After yet another on-screen and verbal recap, Wolter now asserts as fact that Marco Polo was a spy for the Pope, and announces his belief that Polo reached America. Wolter emphasizes the “map evidence” that doesn’t really exist, and he then tries to learn about Zheng He and his alleged voyage to America, a voyage fabricated from spare parts and chutzpah by Gavin Menzies in 2002. “All that’s missing is physical proof!” Wolter says. As though that’s a small thing! In real life Zheng He traveled to Africa, which would be amazing enough on its own, but Africa just isn’t sexy enough for American television. A Chinese admiral tells Wolter that he thinks Zheng’s fleets might have made it to America around 1433, but even he admits there is no evidence for this. Wolter says that it’s a “good point” that there is no physical evidence, but he is “more convinced than ever” about Chinese voyages because “the map evidence is strong.” He is still unaware that he hasn’t actually seen a pre-Columbian Chinese map of America
Back in the United States, Wolter travels to Columbus, Ohio’s Heartland Bank to follow up on a tip about a piece of physical evidence. In a safe deposit box, Wolter views an artifact owned by a Dr. Lee. And then we go to commercial.

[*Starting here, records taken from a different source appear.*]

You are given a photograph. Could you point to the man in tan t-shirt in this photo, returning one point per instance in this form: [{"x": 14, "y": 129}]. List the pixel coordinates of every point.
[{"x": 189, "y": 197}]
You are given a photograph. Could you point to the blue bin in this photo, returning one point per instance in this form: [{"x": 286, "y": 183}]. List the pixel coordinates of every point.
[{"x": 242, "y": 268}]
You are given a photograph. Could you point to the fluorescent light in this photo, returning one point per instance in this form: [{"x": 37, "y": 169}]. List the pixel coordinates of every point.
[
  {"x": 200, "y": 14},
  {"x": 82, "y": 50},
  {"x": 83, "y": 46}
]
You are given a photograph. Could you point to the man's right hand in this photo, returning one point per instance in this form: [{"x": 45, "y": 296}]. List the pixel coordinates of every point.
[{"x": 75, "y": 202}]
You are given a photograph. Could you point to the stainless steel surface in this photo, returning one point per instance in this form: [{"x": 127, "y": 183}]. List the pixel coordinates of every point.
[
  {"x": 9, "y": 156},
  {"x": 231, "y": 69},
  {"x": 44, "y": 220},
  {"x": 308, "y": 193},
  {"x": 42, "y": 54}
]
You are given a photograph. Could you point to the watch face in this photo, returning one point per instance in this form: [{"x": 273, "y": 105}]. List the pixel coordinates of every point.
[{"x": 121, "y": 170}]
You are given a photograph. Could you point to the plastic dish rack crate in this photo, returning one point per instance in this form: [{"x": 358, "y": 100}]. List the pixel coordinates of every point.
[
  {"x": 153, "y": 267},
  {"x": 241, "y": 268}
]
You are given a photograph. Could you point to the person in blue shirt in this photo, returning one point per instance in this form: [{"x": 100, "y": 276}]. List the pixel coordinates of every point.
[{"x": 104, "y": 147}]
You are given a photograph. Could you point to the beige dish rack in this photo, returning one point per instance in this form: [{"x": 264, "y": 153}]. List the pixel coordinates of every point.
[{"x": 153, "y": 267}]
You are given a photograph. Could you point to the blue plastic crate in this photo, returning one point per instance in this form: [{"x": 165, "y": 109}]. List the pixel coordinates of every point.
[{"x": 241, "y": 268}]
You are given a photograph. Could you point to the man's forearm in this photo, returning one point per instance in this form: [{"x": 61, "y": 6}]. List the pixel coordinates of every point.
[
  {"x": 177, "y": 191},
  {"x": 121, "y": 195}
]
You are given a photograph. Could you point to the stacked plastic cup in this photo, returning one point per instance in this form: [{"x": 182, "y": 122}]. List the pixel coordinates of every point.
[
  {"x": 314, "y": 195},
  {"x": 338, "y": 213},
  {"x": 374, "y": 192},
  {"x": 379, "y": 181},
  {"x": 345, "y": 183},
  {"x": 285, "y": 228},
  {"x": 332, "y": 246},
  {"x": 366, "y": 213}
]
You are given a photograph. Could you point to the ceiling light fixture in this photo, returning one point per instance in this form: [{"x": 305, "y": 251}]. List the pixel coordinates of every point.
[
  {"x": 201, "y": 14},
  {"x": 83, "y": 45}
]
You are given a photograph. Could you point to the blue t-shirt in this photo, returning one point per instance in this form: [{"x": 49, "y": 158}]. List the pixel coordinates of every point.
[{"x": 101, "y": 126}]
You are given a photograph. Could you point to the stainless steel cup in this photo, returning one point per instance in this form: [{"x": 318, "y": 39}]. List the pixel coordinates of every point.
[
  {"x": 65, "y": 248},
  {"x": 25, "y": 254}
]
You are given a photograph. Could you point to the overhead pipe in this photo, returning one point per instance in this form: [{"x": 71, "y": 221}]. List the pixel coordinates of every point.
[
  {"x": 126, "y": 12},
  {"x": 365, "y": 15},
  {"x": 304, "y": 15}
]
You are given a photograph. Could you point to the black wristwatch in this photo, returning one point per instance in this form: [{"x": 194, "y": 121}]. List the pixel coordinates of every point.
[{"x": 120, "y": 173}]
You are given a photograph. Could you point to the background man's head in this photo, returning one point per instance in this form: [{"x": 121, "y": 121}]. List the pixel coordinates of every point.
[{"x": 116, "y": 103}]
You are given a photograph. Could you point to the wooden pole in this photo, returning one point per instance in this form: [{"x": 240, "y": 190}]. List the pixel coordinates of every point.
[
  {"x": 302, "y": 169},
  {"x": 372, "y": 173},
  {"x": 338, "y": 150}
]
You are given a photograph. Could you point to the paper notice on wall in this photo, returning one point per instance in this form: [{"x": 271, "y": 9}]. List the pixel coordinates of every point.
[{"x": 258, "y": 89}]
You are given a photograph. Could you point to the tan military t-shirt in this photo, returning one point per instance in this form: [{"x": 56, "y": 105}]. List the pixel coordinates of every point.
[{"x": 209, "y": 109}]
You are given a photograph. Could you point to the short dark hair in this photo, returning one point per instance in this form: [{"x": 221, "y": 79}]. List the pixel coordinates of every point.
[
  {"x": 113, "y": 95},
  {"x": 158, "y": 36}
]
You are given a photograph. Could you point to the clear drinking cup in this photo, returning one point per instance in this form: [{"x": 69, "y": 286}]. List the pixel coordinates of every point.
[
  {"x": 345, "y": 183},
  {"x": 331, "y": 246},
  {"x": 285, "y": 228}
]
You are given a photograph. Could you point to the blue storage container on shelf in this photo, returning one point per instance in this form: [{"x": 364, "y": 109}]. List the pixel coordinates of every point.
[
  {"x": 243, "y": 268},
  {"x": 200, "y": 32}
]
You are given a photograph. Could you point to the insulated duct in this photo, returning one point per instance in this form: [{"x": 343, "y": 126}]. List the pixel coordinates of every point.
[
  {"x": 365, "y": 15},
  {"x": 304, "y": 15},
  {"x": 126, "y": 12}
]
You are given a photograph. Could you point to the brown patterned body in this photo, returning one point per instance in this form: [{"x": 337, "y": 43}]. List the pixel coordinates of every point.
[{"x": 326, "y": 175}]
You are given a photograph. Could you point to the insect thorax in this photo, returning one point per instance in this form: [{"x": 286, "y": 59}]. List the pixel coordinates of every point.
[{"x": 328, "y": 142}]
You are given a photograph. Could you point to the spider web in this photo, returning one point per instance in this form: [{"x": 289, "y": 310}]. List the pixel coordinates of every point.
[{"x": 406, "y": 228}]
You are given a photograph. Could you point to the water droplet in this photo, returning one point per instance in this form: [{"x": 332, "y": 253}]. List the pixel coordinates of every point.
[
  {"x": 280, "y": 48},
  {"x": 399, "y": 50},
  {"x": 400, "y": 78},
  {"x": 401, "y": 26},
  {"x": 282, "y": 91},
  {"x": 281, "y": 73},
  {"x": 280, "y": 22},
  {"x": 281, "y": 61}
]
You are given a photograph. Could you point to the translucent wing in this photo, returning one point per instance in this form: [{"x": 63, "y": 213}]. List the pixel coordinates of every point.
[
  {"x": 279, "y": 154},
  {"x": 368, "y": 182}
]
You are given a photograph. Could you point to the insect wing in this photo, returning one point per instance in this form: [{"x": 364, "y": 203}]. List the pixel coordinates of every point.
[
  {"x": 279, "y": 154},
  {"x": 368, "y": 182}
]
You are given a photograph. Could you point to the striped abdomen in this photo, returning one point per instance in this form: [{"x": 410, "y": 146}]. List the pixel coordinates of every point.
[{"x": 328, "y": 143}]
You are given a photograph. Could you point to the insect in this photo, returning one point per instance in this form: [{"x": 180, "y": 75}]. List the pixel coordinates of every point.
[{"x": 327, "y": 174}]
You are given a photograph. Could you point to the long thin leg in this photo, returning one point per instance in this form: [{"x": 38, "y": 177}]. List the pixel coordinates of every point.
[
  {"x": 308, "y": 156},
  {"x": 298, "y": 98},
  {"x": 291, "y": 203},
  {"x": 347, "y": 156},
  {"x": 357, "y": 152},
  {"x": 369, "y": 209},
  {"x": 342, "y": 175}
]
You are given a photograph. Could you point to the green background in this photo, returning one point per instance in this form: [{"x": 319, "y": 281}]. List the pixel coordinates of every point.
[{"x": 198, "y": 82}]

After a verbal and on-screen recap Dr. Siu-Hueng Lee shows Wolter a disk with Chinese characters of the Emperor Xuande from the fifteenth century. According to Lee, the medallion was found in the Appalachian Mountains in 1993. But with no provenance, there is no way to prove the claim. Lee shows Wolter another piece of evidence, a 1602 map of the world by Kunyu Wanguo that is traditionally believed to have been based on European knowledge gained from the Jesuit Matteo Ricci. (The copy seen on the show is a later Japanese copy.) Lee believes that the absence of Florence and the Papal States on the map proves it had to have been drawn long before, and consequently North and South America (which appear on the map) must have been known centuries—or even thousands of years—earlier. This is frankly ridiculous. The text on the map, written by Ricci himself, reads: “In olden days, nobody had ever known that there were such places as North and South America or Magellanica, but a hundred years ago, Europeans came sailing in their ships to parts of the sea coast, and so discovered them.” Somehow the Chinese were OK with adding that coda to their great discovery! Wolter ignores this and declares the map conclusive proof that the Chinese discovered America before Columbus and then waited until after Columbus to tell anyone about it.